Court Opinion

ID: 7428058
Source: CourtListenerOpinion
Date Created: 2022-07-29 02:50:14.087398+00
Date Added: 2024-06-11T16:22:26.072065
License: Public Domain

CULPEPPER, Judge
(dissenting).
I respectully dissent from the majority decision in these companion cases, insofar as it finds that Miss Judy Menard, driver of the Menard vehicle, was free of negligence. She clearly violated the traffic safety statute prohibiting parking on the paved part of the highway, LSA-R.S. 32:141. Also, under the general law of negligence, she created an unreasonably great risk of foreseeable harm to others using the highway.
There is no dispute as to the facts. When these three young ladies left Lima Lounge, at about 1:00 a.m., the engine of their car would not start until several friends pushed it along the highway. After driving a short distance, the engine started missing and the car began to jerk and buck. Finally it slowed down to a speed of approximately IS miles per hour. Judy Menard admits she knew the car was going to stop, yet she continued to drive a distance of almost one-half a mile with the car missing, j erking and bucking. She testified as follows:
“A. T knew it was coming to a stop, but it was a dark area and I didn’t want to stop there with just three girls in the car. I was only one mile from the city limits of Lafayette and I was trying to make it home — make it back to the city limits.’ ”
Judy Menard was familiar with the road and knew that she was approaching a hill where the car might not be able to ascend the incline. She also knew there was a wide shoulder where she could easily have parked the car. Yet she made no attempt to get the car off the road. She continued until the car stopped on the paved and main traveled portion of the highway, in complete darkness. On modern high speed highways this creates a great hazard.
LSA-R.S. 32:141, subd. A provides in pertinent part that “no person shall stop, park or leave standing any vehicle * * * upon the paved or main traveled part of the highway when it is practicable'to stop, park or so leave such vehicle off such part of said highway * * There can be no question that Judy Menard violated these provisions. She stopped and parked on the pavement when she could easily have stopped on the shoulder.
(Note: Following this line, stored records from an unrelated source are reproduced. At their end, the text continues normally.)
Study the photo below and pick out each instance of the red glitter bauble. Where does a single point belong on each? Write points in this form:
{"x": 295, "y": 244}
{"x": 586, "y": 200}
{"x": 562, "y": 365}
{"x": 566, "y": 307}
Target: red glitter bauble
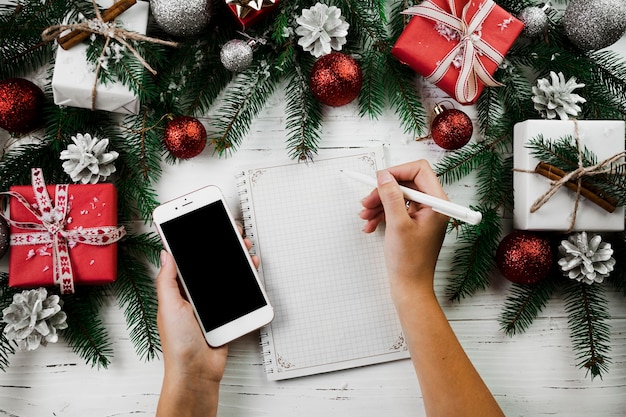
{"x": 524, "y": 257}
{"x": 336, "y": 79}
{"x": 21, "y": 105}
{"x": 185, "y": 137}
{"x": 451, "y": 129}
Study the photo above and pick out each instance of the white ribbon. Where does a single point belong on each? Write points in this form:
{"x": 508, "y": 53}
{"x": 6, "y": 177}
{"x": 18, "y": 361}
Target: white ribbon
{"x": 471, "y": 43}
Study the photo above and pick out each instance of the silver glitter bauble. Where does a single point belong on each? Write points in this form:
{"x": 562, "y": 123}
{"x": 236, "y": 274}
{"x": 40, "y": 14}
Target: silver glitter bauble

Paragraph B of this Statute provides that it “shall not apply to the driver of any vehicle which is disabled while on the main traveled portion of the highway so that it is impossible to. avoid stopping and temporarily leaving the vehicle in that position.” Certainly it was not “impossible” for Judy Menard to park on the shoulder. This is not a case of a vehicle suddenly developing motor trouble and stopping before it can be driven off the main traveled portion of the highway. This automobile missed, jerked and bucked for almost one-half a mile and the driver admittedly knew it was going to stop.
Apparently the district judge and the authors of the majority opinion in this court think that Judy Menard should be excused, because she did not “relish being stranded on the highway at night.” I certainly sympathize with the feelings of the young lady, but I cannot agree that this is a legal *141excuse for violating a statute designed to protect the safety of those using the highway.
For the reasons assigned, I respectfully dissent.